Directions

In this chapter we discussed why well-designed data graphics are important and we described a taxonomy for understanding their composition.

The objective of this assignment is for you to understand what characteristics you can use to develop a great data graphic.

Each question is worth 5 points.

To submit this homework you will create the document in Rstudio, using the knitr package (button included in Rstudio) and then submit the document to your Rpubs account. Once uploaded you will submit the link to that document on Canvas. Please make sure that this link is hyper linked and that I can see the visualization and the code required to create it.

Question #1

Answer the following questions for this graphic Relationship between ages and psychosocial maturity

  1. Identify the visual cues, coordinate system, and scale(s) In this graph, the x axis represents the historical timeline from 20,000 years ago, 2000 years ago, 200 years ago, and today. The Y axis represents Age in Years. The graph itself depicts two bars per historical era split by color: green represents menarche while pink represents psychological maturity. We can see that as we go forwards in time, both bars get higher, indicating that both psychological maturity and menarche are happening at later ages than in the past. This holds true until we get to the present. In the very last set of bars, there is a distinct mismatch between the two, where psychological maturity is happening much later, but menarche is happening very early.

  2. How many variables are depicted in the graph? Explicitly link each variable to a visual cue that you listed above. Two variables: menarche and psychological maturity. The visual cue for these variables is color. Menarche is green while psychological maturity is pink

  3. Critique this data graphic using the taxonomy described in the lecture. I think the graphic is efficient in driving home the point that it is trying to make, which is that there is a significant difference nowadays between menarche and psychological maturity, contrary to the past. The colors in the graph make it easy to see what each bar represents. My only complaint is the scale on the Y axis. There is only a 10 and a 20, and its hard to determine where anything in between is. I would instead have a line for every 2 years (i.e 10, 12, 14, etc). The graph is also missing a title.

Question #2

Answer the following questions for this graphic World’s top 10 best selling cigarette brands 2004-2007

  1. Identify the visual cues, coordinate system, and scale(s) This is a horizontal bar chart depicting the popularity of cigarette brands. The X axis represents sales in billions, with a scale from 0 to 500 billion, while the y axis lists the cigarette brands. A separate color depicts each cigarette brand.

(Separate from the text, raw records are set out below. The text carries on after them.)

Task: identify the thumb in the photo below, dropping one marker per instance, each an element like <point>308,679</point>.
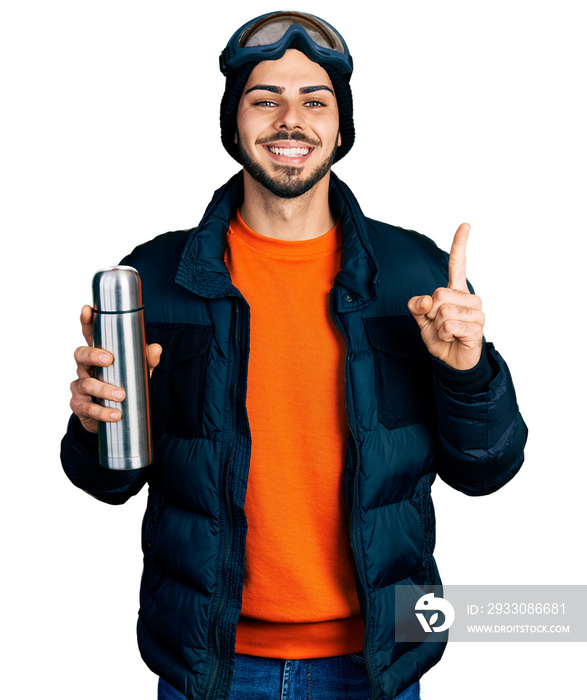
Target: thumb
<point>154,355</point>
<point>419,307</point>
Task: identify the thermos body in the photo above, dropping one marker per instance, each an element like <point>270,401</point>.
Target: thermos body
<point>119,328</point>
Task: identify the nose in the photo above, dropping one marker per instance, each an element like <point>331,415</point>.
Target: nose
<point>290,116</point>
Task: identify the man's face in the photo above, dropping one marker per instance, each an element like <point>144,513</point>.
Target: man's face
<point>288,124</point>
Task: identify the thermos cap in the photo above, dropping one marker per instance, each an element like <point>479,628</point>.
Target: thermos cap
<point>117,289</point>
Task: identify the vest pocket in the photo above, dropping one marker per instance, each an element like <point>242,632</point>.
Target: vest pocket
<point>177,383</point>
<point>402,370</point>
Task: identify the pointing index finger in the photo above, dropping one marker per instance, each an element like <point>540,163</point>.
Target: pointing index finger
<point>457,261</point>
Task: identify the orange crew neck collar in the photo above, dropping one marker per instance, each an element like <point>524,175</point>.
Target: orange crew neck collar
<point>276,247</point>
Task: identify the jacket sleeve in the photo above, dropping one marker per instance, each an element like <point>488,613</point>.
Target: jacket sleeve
<point>481,436</point>
<point>79,457</point>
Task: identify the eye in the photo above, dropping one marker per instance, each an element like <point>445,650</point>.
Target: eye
<point>264,103</point>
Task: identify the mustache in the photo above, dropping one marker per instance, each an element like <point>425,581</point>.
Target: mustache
<point>287,136</point>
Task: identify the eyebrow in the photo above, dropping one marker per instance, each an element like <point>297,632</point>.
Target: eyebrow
<point>280,90</point>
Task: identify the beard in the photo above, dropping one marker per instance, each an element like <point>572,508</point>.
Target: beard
<point>288,182</point>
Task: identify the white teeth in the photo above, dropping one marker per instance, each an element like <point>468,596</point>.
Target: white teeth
<point>289,152</point>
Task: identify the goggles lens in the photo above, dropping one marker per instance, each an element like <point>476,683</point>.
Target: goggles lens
<point>266,37</point>
<point>272,29</point>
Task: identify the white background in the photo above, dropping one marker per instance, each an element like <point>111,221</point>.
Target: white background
<point>465,111</point>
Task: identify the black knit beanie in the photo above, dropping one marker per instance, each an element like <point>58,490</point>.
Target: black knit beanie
<point>236,81</point>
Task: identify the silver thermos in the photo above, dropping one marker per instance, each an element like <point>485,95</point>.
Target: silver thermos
<point>119,328</point>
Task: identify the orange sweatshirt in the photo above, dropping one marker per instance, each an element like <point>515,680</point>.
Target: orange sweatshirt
<point>299,598</point>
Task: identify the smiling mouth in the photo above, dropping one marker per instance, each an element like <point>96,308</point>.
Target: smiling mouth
<point>296,152</point>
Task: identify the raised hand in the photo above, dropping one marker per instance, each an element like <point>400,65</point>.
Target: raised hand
<point>85,388</point>
<point>451,320</point>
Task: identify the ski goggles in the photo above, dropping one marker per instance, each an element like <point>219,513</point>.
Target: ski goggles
<point>267,37</point>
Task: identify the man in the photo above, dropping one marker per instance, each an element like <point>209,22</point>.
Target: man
<point>312,370</point>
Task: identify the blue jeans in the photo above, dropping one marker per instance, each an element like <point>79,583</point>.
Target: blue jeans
<point>334,678</point>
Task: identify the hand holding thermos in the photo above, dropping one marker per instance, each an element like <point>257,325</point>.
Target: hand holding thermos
<point>110,396</point>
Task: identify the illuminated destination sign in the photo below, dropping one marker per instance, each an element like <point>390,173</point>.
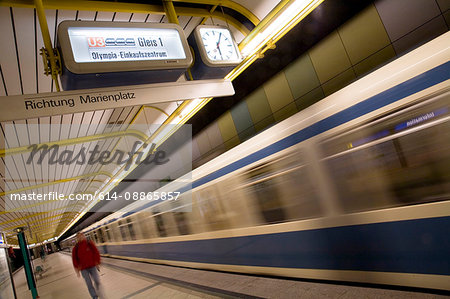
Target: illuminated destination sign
<point>124,44</point>
<point>99,47</point>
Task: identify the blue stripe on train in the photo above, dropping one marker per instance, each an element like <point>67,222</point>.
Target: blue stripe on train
<point>412,246</point>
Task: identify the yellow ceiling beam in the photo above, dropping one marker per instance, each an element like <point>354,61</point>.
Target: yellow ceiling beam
<point>171,14</point>
<point>263,24</point>
<point>227,3</point>
<point>138,8</point>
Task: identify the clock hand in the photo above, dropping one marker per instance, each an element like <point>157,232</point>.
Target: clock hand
<point>218,43</point>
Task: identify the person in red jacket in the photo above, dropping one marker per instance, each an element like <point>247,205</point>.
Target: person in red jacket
<point>86,258</point>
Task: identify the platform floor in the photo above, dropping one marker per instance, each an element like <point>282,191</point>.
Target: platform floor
<point>128,279</point>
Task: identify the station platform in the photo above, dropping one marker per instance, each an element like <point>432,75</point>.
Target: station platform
<point>129,279</point>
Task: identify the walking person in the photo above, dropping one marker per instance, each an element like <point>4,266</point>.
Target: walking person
<point>86,259</point>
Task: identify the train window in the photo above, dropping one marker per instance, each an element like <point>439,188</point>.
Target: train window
<point>182,224</point>
<point>398,159</point>
<point>260,183</point>
<point>131,229</point>
<point>100,236</point>
<point>212,209</point>
<point>160,225</point>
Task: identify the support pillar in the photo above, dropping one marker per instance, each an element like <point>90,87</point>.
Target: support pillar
<point>27,262</point>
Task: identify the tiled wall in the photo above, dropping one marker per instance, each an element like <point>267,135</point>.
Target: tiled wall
<point>383,31</point>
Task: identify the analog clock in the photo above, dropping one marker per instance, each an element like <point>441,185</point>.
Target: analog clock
<point>218,44</point>
<point>216,52</point>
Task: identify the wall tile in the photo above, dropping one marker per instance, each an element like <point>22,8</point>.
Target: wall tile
<point>195,150</point>
<point>421,35</point>
<point>364,35</point>
<point>278,92</point>
<point>447,17</point>
<point>403,16</point>
<point>310,98</point>
<point>203,143</point>
<point>444,5</point>
<point>241,117</point>
<point>226,126</point>
<point>258,106</point>
<point>232,142</point>
<point>264,123</point>
<point>301,76</point>
<point>374,61</point>
<point>214,136</point>
<point>329,57</point>
<point>338,82</point>
<point>285,112</point>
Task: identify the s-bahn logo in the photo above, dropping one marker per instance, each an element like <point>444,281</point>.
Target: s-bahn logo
<point>99,42</point>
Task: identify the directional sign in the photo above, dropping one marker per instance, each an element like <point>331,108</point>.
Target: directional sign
<point>67,102</point>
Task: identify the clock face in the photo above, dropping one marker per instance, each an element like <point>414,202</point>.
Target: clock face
<point>219,44</point>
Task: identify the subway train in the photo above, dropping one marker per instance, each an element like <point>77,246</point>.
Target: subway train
<point>355,188</point>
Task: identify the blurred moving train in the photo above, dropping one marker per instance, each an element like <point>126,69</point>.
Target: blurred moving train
<point>354,188</point>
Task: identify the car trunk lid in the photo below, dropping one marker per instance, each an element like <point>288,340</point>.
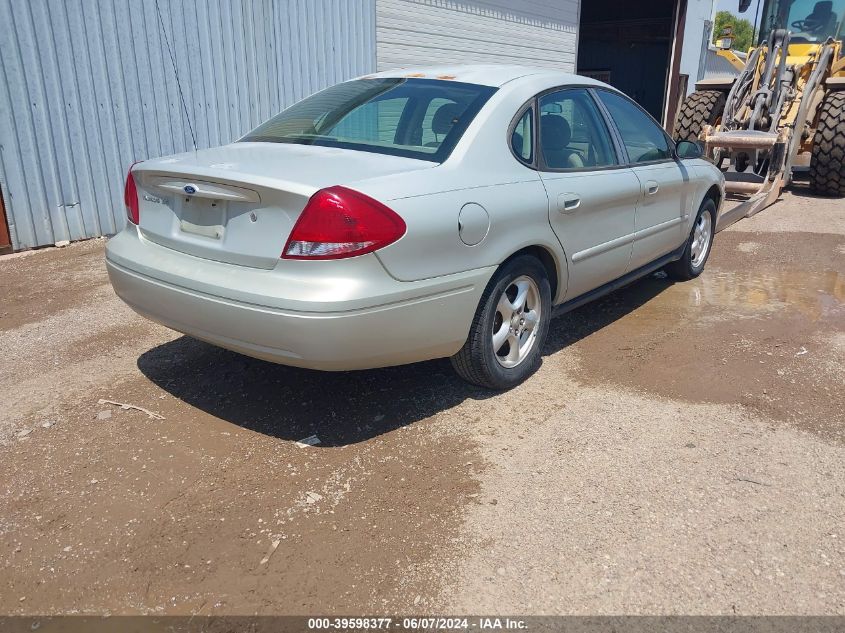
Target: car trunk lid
<point>239,203</point>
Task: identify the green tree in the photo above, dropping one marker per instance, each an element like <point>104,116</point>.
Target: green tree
<point>743,30</point>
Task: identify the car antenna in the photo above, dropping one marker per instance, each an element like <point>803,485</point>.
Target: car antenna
<point>176,73</point>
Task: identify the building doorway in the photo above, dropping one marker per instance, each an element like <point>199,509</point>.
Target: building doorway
<point>631,46</point>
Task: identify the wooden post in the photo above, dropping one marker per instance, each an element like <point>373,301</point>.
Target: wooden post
<point>673,98</point>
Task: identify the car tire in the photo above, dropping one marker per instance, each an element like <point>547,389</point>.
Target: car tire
<point>509,329</point>
<point>698,246</point>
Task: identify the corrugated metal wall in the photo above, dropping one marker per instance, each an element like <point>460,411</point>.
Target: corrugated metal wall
<point>87,87</point>
<point>530,32</point>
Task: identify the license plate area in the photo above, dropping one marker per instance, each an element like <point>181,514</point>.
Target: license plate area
<point>206,218</point>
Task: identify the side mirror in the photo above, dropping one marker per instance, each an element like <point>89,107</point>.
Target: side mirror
<point>689,149</point>
<point>726,41</point>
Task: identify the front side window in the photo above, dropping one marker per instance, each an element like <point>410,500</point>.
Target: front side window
<point>644,140</point>
<point>573,134</point>
<point>416,118</point>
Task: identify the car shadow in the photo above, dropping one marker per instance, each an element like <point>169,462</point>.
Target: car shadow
<point>344,408</point>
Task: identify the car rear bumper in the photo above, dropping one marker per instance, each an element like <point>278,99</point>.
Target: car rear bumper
<point>304,314</point>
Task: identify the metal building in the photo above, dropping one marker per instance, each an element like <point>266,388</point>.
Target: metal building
<point>87,87</point>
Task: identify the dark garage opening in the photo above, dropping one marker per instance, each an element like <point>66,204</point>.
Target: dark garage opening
<point>629,45</point>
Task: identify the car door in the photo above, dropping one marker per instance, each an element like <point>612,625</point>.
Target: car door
<point>663,207</point>
<point>592,197</point>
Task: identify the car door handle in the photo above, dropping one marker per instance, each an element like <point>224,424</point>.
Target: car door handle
<point>568,202</point>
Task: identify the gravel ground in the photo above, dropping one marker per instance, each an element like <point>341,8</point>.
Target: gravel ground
<point>680,451</point>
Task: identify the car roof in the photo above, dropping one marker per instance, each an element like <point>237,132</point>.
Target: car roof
<point>495,75</point>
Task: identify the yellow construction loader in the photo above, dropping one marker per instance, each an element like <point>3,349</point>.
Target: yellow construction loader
<point>784,113</point>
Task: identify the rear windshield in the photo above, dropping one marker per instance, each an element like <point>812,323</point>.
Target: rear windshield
<point>416,118</point>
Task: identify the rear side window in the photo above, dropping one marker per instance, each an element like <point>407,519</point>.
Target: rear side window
<point>644,140</point>
<point>573,134</point>
<point>522,137</point>
<point>417,118</point>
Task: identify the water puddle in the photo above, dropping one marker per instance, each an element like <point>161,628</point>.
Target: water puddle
<point>724,295</point>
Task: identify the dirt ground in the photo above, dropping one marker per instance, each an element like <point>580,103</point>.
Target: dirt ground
<point>681,450</point>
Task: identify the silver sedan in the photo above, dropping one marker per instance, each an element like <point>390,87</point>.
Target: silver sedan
<point>411,215</point>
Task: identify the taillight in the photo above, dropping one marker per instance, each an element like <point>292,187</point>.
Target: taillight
<point>338,222</point>
<point>130,197</point>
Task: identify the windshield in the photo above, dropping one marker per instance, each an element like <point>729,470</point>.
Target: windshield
<point>809,20</point>
<point>416,118</point>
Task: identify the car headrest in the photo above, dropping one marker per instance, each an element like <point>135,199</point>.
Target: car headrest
<point>555,132</point>
<point>445,117</point>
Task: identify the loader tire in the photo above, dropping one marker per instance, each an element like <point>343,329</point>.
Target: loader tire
<point>702,107</point>
<point>827,167</point>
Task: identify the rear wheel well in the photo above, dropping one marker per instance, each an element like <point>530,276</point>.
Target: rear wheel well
<point>546,258</point>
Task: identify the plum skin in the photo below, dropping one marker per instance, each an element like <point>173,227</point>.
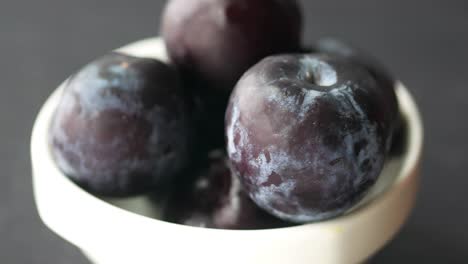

  2. How many variables are depicted in the graph? Explicitly link each variable to a visual cue that you listed above. Two variables: cigarette brands and sales. A separate color is used for each cigarette brand.

  3. Critique this data graphic using the taxonomy described in the lecture. I think this is a very simple, yet very efficient graph. It clearly shows the dominance of Malboro in the cigarette industry, and the audience can see the magnitude of this dominance by looking at how much longer the bar is for Marlboro compared to the other brands. The use of color is also a nice touch that allows the viewer to distinguish the brands. The scale is approporiate and the there are axis titles and a main title showing the dates included in the study.

Question #3

Find two data graphics published in a newspaper on on the internet in the last two years.

  1. Identify a graphical display that you find compelling. What aspects of the display work well, and how do these relate to the principles that we have just gone over in lecture. Include a screenshot of the display along with your solution (Hint:use the following in a code chunk: knitr::include_graphics(“your_graphic”).
knitr::include_graphics("Drug Arrests.webp")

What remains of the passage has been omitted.